1-76 | 1-76 |
Sénat de Belgique |
Belgische Senaat |
Annales parlementaires |
Parlementaire handelingen |
SÉANCE DU JEUDI 28 NOVEMBRE 1996 |
VERGADERING VAN DONDERDAG 28 NOVEMBER 1996 |
M. le Président. L'ordre du jour appelle la question orale de M. Destexhe au Premier ministre sur « l'inflation législative et réglementaire ».
La parole est à M. Destexhe.
M. Destexhe (PRL-FDF). Monsieur le Président, en un an, du 16 septembre 1994 au 15 septembre 1995, le Conseil d'État recense dans son dernier rapport 3 030 textes réglementaires ou législatifs dont 120 lois, 263 décrets ou ordonnances, 1 055 arrêtés royaux, 1 036 arrêtés des gouvernements et commissions communautaires, 418 arrêtés ministériels.
Encore faut-il préciser que ne sont pas repris les actes qui règlent des situations particulières promotions, nominations ainsi que nombre d'actes qui ne sont pas soumis au bureau de coordination du Conseil d'État : cadres linguistiques, compétences ministérielles, fonctionnement des différents gouvernements.
Ces chiffres révèlent une véritable frénésie réglementaire dans laquelle le citoyen ne peut manifestement se retrouver : nul n'est pourtant censé ignorer la loi !

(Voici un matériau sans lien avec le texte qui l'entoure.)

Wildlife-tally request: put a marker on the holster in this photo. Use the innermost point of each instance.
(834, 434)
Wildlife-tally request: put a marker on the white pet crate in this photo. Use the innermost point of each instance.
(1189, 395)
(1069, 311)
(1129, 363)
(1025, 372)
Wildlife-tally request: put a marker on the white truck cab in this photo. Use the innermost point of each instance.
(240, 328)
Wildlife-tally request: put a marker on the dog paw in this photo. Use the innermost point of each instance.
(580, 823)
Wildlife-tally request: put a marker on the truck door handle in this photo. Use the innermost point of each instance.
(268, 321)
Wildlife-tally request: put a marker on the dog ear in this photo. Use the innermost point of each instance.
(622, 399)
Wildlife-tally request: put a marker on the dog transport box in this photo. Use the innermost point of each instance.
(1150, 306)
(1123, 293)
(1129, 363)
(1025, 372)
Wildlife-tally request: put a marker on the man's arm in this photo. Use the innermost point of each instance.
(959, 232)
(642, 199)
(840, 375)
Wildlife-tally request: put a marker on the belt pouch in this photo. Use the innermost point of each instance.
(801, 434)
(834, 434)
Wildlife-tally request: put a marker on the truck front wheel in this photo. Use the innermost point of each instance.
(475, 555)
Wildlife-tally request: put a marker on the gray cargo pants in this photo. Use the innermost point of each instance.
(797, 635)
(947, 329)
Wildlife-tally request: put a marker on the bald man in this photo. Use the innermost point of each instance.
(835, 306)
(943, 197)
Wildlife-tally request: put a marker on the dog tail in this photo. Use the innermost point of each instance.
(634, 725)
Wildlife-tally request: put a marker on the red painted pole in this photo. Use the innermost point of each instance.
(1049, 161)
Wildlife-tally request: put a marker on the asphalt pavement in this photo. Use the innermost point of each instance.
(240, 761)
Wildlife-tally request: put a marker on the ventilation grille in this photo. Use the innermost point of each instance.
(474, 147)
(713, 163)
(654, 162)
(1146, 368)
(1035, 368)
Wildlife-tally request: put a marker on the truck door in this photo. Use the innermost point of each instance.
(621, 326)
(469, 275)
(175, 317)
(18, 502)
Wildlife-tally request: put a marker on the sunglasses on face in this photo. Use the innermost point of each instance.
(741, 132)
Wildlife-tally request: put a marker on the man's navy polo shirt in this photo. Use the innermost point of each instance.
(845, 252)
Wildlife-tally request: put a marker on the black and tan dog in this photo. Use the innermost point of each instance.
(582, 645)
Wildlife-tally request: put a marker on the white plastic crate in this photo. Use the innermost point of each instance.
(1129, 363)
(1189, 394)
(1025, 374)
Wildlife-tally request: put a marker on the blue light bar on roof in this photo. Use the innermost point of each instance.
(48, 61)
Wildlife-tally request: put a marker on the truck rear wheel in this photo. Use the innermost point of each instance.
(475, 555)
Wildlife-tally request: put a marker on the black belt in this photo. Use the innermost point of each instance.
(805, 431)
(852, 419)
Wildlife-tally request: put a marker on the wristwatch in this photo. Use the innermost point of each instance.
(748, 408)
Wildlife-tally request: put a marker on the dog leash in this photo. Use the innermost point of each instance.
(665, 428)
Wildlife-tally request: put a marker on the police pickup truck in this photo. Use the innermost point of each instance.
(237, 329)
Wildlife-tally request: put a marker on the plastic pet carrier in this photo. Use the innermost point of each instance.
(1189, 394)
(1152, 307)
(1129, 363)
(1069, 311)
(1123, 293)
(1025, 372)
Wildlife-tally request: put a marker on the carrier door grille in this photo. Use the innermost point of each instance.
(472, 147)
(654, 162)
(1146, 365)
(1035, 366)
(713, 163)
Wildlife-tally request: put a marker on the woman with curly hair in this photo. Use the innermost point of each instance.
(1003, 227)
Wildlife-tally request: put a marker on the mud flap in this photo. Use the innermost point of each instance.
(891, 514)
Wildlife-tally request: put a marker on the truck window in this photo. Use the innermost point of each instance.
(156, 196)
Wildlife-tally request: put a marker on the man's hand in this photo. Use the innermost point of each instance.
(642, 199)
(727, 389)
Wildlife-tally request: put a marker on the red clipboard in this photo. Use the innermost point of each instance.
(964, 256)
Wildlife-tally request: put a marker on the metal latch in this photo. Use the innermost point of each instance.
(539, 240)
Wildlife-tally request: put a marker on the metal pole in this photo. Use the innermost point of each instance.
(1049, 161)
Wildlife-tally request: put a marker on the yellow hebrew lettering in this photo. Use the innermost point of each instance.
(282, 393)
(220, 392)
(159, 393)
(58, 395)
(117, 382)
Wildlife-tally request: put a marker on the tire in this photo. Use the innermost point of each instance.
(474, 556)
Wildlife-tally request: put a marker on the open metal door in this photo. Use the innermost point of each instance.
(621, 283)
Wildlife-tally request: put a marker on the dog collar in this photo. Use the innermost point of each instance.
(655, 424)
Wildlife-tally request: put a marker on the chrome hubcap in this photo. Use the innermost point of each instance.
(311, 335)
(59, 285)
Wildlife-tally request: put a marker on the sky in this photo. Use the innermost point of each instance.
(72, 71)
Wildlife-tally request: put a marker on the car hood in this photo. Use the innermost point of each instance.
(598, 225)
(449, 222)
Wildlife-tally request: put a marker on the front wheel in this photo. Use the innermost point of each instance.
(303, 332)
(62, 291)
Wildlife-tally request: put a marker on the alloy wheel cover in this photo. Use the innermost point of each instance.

Kafka disait déjà : « Quel supplice que d'être gouverné par des lois qu'on ne connaît pas. »
Monsieur le Premier ministre, y a-t-il une augmentation régulière du nombre de textes réglementaires et législatifs produits chaque année ? Cette inflation réglementaire est-elle la conséquence de la fédéralisation de l'État ? Combien de lois et d'arrêtés royaux sont-ils actuellement en vigueur en Belgique ? Considérez-vous que cette inflation législative pose un problème ? Quelles mesures envisagez-vous éventuellement de prendre au niveau fédéral ?
M. le Président. La parole est au Premier ministre.
M. Dehaene, Premier ministre. Monsieur le Président, je remettrai à M. Destexhe un tableau qui lui démontrera que la tendance n'est pas à une augmentation régulière des textes. Il s'agit plutôt d'une progression en dents de scie.
Deux facteurs semblent favoriser l'augmentation des textes publiés.
Tout d'abord, la fédéralisation. Une matière que l'on réglait dans le passé par une loi nationale nécessite à présent trois décrets. Chacun d'entre eux a une portée géographique limitée, mais l'ensemble des trois représente un texte complet. Si vous considérez ces éléments de manière exclusivement quantitative, force est de constater que le nombre de textes augmente. Le même phénomène existe pour les matières européennes. Certains textes sont par nature exécutoires immédiatement; d'autres supposent l'élaboration de textes en cascade pour être enfin appliqués au niveau où ils doivent l'être.
Je ne dispose pas de chiffres quant au nombre de textes qui sont d'application dans notre pays. Il ne me semble pas utile de monopoliser deux ou trois fonctionnaires pour en faire le compte.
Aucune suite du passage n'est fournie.